Two sources close to the investigation said the drug in question is dextrorphan, a metabolite of dextromethorphan — a common ingredient in cough syrup. The drug can have anesthetic effects and also can alleviate nervous behaviors.

The racing commission was scheduled to address the issue at a July 31 meeting but a continuance was requested by the owners of Rock City Roadhog. The commission appointed a hearing officer to conduct an investigation regarding the positive test.

Fonner CEO Chris Kotulak said he is aware of the investigation and added that Fonner — and all of Nebraska thoroughbred racing — follows strict procedure and guidelines to ensure fairness.

“If the violation was the result of an oversight, then that is unfortunate,” he said. “But if it is determined that anything was administered intentionally that is not permitted within our racing regulations, then I would expect full penalties to be assessed.”

While the purse distribution could change, the payouts to the public won’t.
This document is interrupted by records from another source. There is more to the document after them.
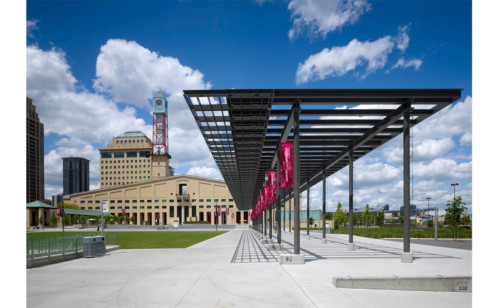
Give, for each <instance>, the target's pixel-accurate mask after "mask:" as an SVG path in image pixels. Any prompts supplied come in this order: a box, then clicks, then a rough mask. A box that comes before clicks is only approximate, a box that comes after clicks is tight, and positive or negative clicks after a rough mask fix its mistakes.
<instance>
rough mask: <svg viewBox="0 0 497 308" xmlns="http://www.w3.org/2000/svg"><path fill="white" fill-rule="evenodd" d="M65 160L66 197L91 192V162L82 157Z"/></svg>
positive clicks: (64, 179) (65, 181)
mask: <svg viewBox="0 0 497 308" xmlns="http://www.w3.org/2000/svg"><path fill="white" fill-rule="evenodd" d="M62 160H63V174H64V195H70V194H75V193H79V192H84V191H88V190H90V161H89V160H88V159H86V158H81V157H65V158H62Z"/></svg>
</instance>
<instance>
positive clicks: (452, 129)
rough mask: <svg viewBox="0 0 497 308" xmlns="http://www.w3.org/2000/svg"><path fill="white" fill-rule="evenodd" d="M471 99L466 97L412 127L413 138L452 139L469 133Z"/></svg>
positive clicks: (471, 110) (469, 126)
mask: <svg viewBox="0 0 497 308" xmlns="http://www.w3.org/2000/svg"><path fill="white" fill-rule="evenodd" d="M472 109H473V108H472V98H471V96H466V98H465V99H464V101H459V102H457V103H456V104H455V105H452V106H449V107H447V108H444V109H443V110H441V111H440V112H438V113H437V114H435V115H433V116H431V117H430V118H428V119H426V120H425V121H423V122H422V123H420V124H419V125H416V126H415V127H414V129H413V130H414V138H419V139H425V138H432V137H433V136H437V137H438V138H443V137H452V136H456V135H460V134H466V133H469V132H471V126H472V118H471V117H472V116H471V115H472Z"/></svg>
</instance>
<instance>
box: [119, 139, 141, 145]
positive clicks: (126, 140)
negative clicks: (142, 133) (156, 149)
mask: <svg viewBox="0 0 497 308" xmlns="http://www.w3.org/2000/svg"><path fill="white" fill-rule="evenodd" d="M116 143H119V144H123V143H143V139H141V140H129V142H128V140H127V139H124V140H116Z"/></svg>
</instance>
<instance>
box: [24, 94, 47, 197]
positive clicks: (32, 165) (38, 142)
mask: <svg viewBox="0 0 497 308" xmlns="http://www.w3.org/2000/svg"><path fill="white" fill-rule="evenodd" d="M43 199H45V163H44V139H43V123H41V122H40V119H39V118H38V114H37V113H36V106H34V105H33V100H32V99H31V98H29V97H26V203H29V202H32V201H36V200H43Z"/></svg>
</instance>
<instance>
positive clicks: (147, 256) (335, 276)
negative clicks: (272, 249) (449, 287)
mask: <svg viewBox="0 0 497 308" xmlns="http://www.w3.org/2000/svg"><path fill="white" fill-rule="evenodd" d="M327 236H328V242H327V243H326V244H322V243H321V235H320V234H318V233H311V238H310V239H307V238H306V235H305V232H302V234H301V250H302V251H301V252H302V253H304V254H305V261H306V263H305V264H304V265H280V264H279V263H278V262H277V253H275V252H268V251H267V250H266V249H265V248H264V246H263V245H262V244H261V243H260V241H259V240H257V239H256V238H255V236H254V235H253V231H250V230H248V229H235V230H232V231H229V232H227V233H225V234H222V235H220V236H217V237H215V238H212V239H209V240H207V241H204V242H201V243H199V244H197V245H194V246H191V247H189V248H185V249H141V250H140V249H121V250H117V251H112V252H109V253H107V254H106V255H105V256H104V257H100V258H89V259H77V260H72V261H67V262H63V263H58V264H53V265H47V266H43V267H39V268H33V269H28V270H27V306H28V307H54V306H68V305H71V306H77V307H124V306H126V307H128V306H131V307H254V306H257V307H382V308H383V307H385V308H388V307H396V308H398V307H471V297H472V294H471V293H461V292H426V291H423V292H421V291H391V290H365V289H343V288H336V287H335V286H333V284H332V279H333V277H336V276H352V277H355V276H360V277H365V276H371V277H373V276H388V275H399V276H410V277H413V276H427V275H430V276H434V275H437V274H438V275H463V276H471V259H472V256H471V251H469V250H462V249H451V248H444V247H435V246H427V245H416V244H412V245H411V251H413V253H414V258H415V259H414V262H413V263H412V264H402V263H401V262H400V252H401V251H402V243H398V242H393V241H386V240H375V239H368V238H362V237H354V239H355V243H356V250H355V251H347V242H348V236H347V235H331V237H330V236H329V235H327ZM282 239H283V244H285V246H286V250H287V252H292V251H293V247H292V246H291V245H292V243H293V233H288V232H283V234H282Z"/></svg>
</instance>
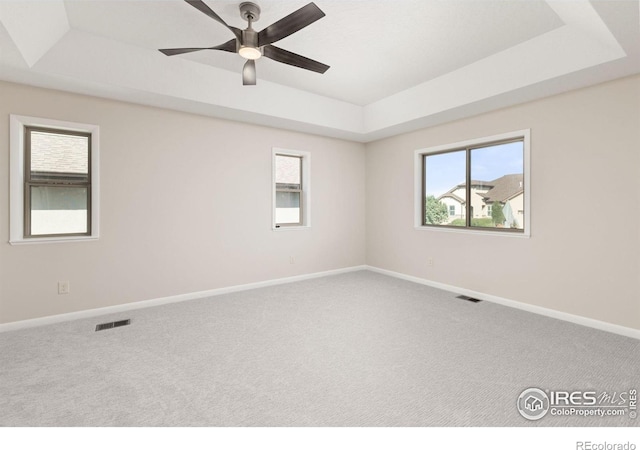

Defending Bosselman champion Pain and Misery paid $6.80 to place and Hollywood Critic returned $2.60 to show.

Rock City Roadhog had been claimed for $7,500 and was the first horse owned by Pass Line Stables. He won an $85,000 race at Oaklawn Park in Arkansas on Feb. 22 and ran fifth in a $100,000 allowance race there March 23.

The horse was Condon’s first entry in the Bosselman.

Condon has not returned a call or text from The World-Herald.

Lee said the rules of racing apply to every horse that enters the starting gate.

“It’s the same process whether we’re talking about a $2,500 claiming race or a $1 million stakes race,” he said. “It’s all about maintaining the integrity of racing.”